In 1918, when the 1918 Spanish flu pandemic reached Toronto, Earhart was engaged in nursing duties that included night shifts at Spadina Military Hospital. In early November that year, she became infected and was hospitalized for pneumonia and maxillary sinusitis. She was discharged in December 1918, about two months later. Her sinus-related symptoms were pain and pressure around one eye, and copious mucus drainage via the nostrils and throat. While staying in the hospital during the pre-antibiotic era, Earhart had painful minor operations to wash out the affected maxillary sinus but these procedures were not successful and her headaches worsened. Earhart's convalescence lasted nearly a year, which she spent at her sister's home in Northampton, Massachusetts. Earhart passed the time reading poetry, learning to play the banjo, and studying mechanics. Chronic sinusitis significantly affected Earhart's flying and other activities in later life, and sometimes she was forced to wear a bandage on her cheek to cover a small drainage tube.

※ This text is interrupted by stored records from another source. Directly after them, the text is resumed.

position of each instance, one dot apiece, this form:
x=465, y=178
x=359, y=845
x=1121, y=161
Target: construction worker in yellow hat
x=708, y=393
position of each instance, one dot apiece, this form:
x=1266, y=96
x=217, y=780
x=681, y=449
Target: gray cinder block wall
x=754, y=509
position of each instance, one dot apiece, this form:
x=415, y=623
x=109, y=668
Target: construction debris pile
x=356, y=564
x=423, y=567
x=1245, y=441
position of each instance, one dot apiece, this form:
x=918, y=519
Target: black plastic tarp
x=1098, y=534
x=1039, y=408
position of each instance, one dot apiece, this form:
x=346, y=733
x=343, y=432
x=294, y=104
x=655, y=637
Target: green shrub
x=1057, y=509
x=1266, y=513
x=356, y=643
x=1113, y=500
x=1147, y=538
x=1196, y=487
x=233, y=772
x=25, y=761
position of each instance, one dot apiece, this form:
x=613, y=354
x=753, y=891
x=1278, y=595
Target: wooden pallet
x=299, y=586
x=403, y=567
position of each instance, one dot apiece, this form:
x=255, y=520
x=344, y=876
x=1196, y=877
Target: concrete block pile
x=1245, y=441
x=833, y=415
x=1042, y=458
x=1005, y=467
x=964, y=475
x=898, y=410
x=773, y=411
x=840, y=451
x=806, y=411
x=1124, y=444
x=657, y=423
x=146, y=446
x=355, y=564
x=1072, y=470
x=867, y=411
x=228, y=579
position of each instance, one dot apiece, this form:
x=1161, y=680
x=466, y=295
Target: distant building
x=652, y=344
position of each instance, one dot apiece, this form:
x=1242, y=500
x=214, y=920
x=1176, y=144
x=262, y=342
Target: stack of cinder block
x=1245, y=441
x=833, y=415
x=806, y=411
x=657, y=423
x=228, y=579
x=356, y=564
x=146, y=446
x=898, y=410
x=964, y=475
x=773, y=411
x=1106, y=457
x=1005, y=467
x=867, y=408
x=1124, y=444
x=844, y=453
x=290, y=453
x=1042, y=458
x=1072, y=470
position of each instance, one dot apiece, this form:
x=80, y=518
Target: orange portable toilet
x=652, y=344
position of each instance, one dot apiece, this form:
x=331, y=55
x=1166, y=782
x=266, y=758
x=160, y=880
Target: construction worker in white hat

By 1919, Earhart prepared to enter Smith College, where her sister was a student, but she changed her mind and enrolled in a course of medical studies and other programs at Columbia University. Earhart quit her studies a year later to be with her parents, who had reunited in California.
Early flying experiences
In the early 1920s, Earhart and a young woman friend visited an air fair held in conjunction with the Canadian National Exhibition in Toronto; she said: "The interest, aroused in me, in Toronto, led me to all the air circuses in the vicinity." One of the highlights of the day was a flying exhibition put on by a World War I ace. The pilot saw Earhart and her friend, who were watching from an isolated clearing, and dived at them. "I am sure he said to himself, 'Watch me make them scamper,' " she said. Earhart stood her ground as the aircraft came close. "I did not understand it at the time," she said, "but I believe that little red airplane said something to me as it swished by."
On December 28, 1920, Earhart and her father attended an "aerial meet" at Daugherty Field in Long Beach, California. She asked her father to ask about passenger flights and flying lessons. Earhart was booked for a passenger flight the following day at Emory Roger's Field, at the corner of Wilshire Boulevard and Fairfax Avenue. A 10-minute flight with Frank Hawks, who later gained fame as an air racer, cost $10 (equivalent to $160 in 2025). The ride with Hawkes changed Earhart's life; she said: "By the time I had got two or three hundred feet [60–90 m] off the ground ... I knew I had to fly."